Chiral scale-up using S MB chromatography
Hanns-Ingolf Paul and Tobias Reichelt from Bayer AG, Germany, discuss the industrial production of pure chiral compounds using simulated moving bed chromatography
Hanns-Ingolf Paul and Tobias Reichelt from Bayer AG, Germany, discuss the industrial production of pure chiral compounds using simulated moving bed chromatography
Due to their highly specific activity, optically active substances play an important role in the pharmaceutical industry. Chiral compounds can be produced by various methods and the classical workhorse for enantiomer production consists of chemical methods. However, successful custom chiral manufacturing demands a fairly complete tool box in order to provide cost efficient and fast services, and physical methods, such as chromatography, offer interesting alternatives.
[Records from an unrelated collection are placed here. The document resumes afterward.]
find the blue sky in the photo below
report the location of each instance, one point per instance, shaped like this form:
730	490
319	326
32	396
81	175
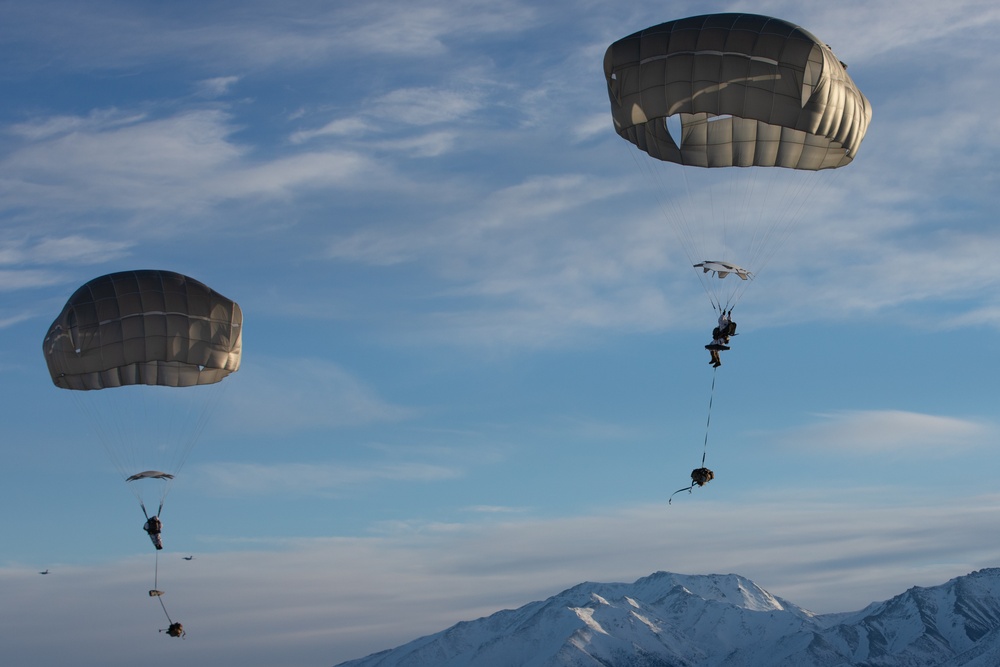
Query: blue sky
473	368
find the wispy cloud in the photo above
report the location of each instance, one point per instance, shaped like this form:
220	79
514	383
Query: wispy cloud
283	395
872	431
313	478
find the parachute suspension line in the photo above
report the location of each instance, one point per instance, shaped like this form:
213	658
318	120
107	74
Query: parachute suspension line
672	211
165	613
708	422
704	451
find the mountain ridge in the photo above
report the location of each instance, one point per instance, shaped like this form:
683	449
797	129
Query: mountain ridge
675	620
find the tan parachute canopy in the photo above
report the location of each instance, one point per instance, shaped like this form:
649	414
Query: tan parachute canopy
750	91
144	327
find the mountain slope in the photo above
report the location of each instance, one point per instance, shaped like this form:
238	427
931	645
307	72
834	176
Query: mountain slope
674	620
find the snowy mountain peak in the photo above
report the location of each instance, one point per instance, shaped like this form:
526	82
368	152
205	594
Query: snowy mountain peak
674	620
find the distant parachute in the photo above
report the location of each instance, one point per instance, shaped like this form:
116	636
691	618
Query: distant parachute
138	333
735	90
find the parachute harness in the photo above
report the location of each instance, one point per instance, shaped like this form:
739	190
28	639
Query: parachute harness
702	473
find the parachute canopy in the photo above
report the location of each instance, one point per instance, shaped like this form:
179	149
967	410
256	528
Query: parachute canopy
749	90
144	328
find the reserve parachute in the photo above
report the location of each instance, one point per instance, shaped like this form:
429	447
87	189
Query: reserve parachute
736	95
143	352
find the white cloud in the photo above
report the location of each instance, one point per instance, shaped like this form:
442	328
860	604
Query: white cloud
312	478
873	431
216	86
283	395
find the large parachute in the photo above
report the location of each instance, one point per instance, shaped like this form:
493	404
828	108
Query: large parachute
735	90
124	344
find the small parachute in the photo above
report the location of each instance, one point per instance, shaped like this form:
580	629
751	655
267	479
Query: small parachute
149	474
722	269
720	102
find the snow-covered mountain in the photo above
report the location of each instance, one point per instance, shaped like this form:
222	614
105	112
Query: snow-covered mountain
674	620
Chromatography is a well-known and widely established analytical separation technique due to its high selectivity, and in pharmaceutical r&d it is well established for the isolation of target substances on a preparative scale.
However, obstacles to industrial applications, including dilution of the separation products and batch mode operation, impose practical limits for scale-up.
Simulated moving bed (SMB) chromatography, is a continuous countercurrent chromatography process (see figure 1) that offers distinct improvements regarding efficiency and avoids these scale-up limitations.
specialised plant
SMB is of particular interest in those cases where separation using classical methods, e.g. crystallisation or diastereomeric separation, is not possible. Chromatography requires a specialised, sophisticated plant and is therefore expensive. As a consequence, it is usually preferred for high-value products.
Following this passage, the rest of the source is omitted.